After Carrington's release from the psychiatric hospital, she traveled to Lisbon, Portugal, in the hope of securing safe passage out of Europe. However, when Carrington's father got news of his daughter's precipitous mental health he sent an envoy to Lisbon to get her on a ship to South Africa and admit her to a sanatorium there. Once again Carrington felt her father trying to control her life despite his well-meaning concern. With the thought of her father's will pressing on her mind, Carrington gave slip to her escort by escaping through the back door of a cafe and took a taxi to the Mexican Embassy where a friend - Renato Leduc - helped her travel to the United States as his wife.
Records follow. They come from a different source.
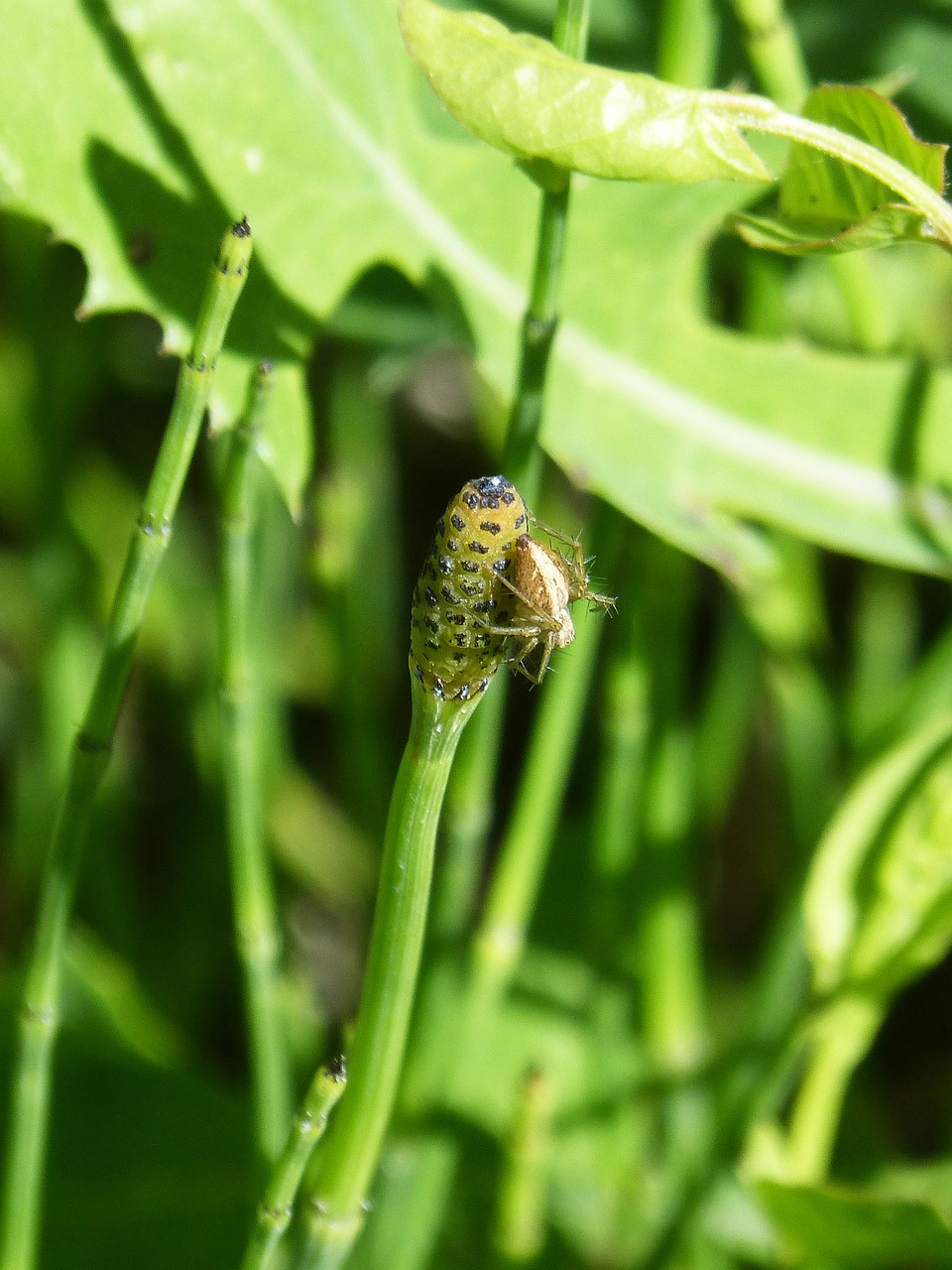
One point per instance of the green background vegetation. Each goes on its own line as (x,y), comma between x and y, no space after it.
(780,426)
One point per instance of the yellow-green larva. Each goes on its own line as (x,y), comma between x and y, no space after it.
(461,594)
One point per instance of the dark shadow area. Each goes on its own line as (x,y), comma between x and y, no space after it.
(172,240)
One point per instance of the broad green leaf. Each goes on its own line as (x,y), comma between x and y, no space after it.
(526,98)
(826,204)
(879,896)
(857,1227)
(172,119)
(148,1169)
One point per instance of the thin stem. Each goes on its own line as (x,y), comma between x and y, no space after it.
(841,1039)
(538,802)
(475,774)
(521,1224)
(774,51)
(257,929)
(687,42)
(349,1159)
(777,58)
(89,758)
(762,116)
(276,1209)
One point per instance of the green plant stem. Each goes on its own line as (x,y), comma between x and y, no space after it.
(777,58)
(349,1157)
(687,44)
(471,797)
(774,51)
(276,1207)
(521,1223)
(89,757)
(531,830)
(522,457)
(841,1038)
(258,935)
(760,114)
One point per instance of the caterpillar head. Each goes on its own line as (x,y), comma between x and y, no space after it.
(461,594)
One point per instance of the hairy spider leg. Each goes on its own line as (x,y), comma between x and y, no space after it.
(529,633)
(576,570)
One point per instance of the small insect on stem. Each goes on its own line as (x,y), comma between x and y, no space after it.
(453,652)
(544,583)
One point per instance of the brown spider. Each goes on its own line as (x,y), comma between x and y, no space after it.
(544,581)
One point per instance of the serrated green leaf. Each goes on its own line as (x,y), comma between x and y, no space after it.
(879,897)
(172,119)
(857,1227)
(526,98)
(826,204)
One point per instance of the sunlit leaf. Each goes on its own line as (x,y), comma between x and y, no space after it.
(315,122)
(826,204)
(879,896)
(857,1227)
(525,96)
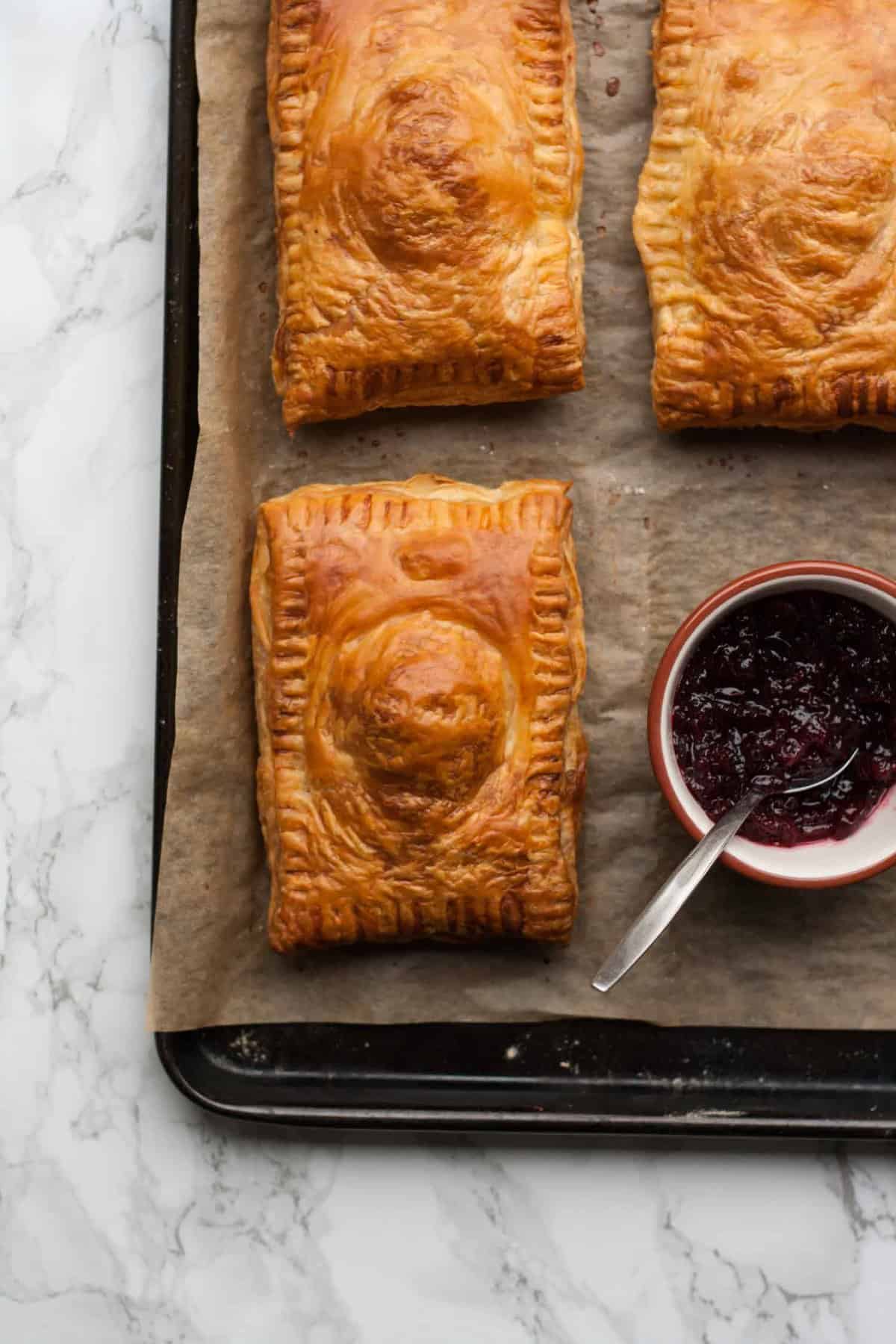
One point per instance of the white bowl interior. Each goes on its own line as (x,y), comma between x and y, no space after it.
(872,843)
It was purely a marriage of convenience and was dissolved a few months later and soon after she came to live in Mexico - her adopted home.
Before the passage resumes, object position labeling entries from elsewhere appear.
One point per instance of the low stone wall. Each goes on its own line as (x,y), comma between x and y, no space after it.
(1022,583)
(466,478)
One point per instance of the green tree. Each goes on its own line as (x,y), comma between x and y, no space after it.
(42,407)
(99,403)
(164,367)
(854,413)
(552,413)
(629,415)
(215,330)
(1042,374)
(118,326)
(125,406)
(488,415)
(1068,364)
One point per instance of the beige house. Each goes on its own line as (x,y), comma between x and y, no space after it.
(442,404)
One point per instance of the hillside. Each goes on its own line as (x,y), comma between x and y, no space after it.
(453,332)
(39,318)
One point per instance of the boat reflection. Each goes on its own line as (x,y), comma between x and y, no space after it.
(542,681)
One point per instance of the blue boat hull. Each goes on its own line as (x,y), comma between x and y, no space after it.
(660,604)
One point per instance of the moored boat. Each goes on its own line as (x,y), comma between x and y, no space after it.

Mexico introduced Carrington, at firsthand, to the works of Diego Rivera, Frida Kahlo and David Alfaro Siqueiros who had established the Mexican Mural Renaissance which was infused with mysticism and rural imagery. A lot of Carrington's work is scored with surreal, dream-like images although the artist herself is loathe to comment on what her work represents or means. After a few years living in Mexico she met and married Csizi Weisz, a Hungarian photographer, and they are still together to this day. They have two sons: Gabriel Weisz, an intellectual and a poet and Pablo Weisz, a surrealist artist and a doctor.
Edward James and a Mural
Gabriel Weisz's book on his mother's relationship with the art collector Edward James focuses principally on the time James commissioned Carrington to produce a mural at his opulent hacienda in Xilitla in the state of San Luis Potosi during the sixties. The book, entitled "A Mural in the Jungle", recalls Weisz's time as a young child and the experience of living in the fantastic world James had created for himself in Xilitla while watching his mother work on a mural that took her three years to complete.
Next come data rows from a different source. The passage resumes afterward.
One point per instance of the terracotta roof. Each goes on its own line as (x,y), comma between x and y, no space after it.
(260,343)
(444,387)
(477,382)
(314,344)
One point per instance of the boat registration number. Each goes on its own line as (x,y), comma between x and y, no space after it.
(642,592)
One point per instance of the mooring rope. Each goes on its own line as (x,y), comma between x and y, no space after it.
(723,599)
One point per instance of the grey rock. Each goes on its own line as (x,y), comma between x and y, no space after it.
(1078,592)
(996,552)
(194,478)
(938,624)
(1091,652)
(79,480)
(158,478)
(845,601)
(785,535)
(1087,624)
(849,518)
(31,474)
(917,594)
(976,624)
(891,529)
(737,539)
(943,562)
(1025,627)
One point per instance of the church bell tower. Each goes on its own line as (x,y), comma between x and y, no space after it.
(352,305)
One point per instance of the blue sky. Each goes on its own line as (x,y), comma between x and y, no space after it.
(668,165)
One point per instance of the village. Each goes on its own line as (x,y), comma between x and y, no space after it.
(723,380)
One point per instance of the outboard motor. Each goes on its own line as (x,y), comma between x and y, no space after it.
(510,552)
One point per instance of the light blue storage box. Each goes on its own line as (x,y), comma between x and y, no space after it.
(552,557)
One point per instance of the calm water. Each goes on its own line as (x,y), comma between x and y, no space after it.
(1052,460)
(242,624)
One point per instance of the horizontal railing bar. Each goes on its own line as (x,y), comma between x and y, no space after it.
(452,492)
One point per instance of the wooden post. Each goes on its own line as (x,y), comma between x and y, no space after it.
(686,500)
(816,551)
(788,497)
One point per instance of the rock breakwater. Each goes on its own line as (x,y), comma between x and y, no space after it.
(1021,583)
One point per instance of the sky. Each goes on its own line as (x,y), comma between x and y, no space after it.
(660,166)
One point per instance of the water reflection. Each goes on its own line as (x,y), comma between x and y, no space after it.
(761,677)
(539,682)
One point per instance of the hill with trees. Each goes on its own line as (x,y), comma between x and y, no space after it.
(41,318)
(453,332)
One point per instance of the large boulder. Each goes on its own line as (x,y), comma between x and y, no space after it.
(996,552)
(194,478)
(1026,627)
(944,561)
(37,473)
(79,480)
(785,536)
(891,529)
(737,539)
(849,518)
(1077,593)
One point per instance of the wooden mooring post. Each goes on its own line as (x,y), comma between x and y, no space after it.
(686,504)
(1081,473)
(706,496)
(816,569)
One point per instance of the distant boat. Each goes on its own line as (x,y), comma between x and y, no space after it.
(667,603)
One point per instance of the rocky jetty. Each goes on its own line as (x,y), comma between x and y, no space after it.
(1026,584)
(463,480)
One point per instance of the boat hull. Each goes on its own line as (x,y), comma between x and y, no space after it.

James, who was a financial benefactor of Surrealist artists such as Salvador Dali and Rene Magritte, had moved to Mexico in the early 1940s after he decided it was the best place to create his "Garden of Eden" and that Mexico was "far more romantic and had far more room than Southern California" where he had previously been living.
In 1945, James hired a young manager of a telegraph office in Cuernavaca to help with the search of building his dream home. The two found Xilitla in November of that year and Las Pozas was consequently born. Spanning over 80 acres of natural waterfalls and pools interlaced with Surrealist sculptures in concrete, Las Pozas is a tropical rain forest in the mountains of Mexico. Here James made his vision come to reality by spending more than US$5 million of his personal fortune and commissioning thirty-six concrete follies. The garden also included thousands of varieties of flora and fauna.
Between 1964 and 1967, Carrington would make repeated trips to Xilitla to work on the mural that James had asked her to paint which was entitled “Mujer Perra” or “Dog Woman”. Weisz recalls that seeing the mural recently had compelled him to put pen to paper and recount the days spent in Xilitla with his mother and the eccentric James. The book, published by the editorial Xul Servicios, also includes thirty-four pages of detailed illustrations and lends a fascinating insight into the relationship between a great artist and her benefactor told through the eyes of a young child under the backdrop of a garden wonderland.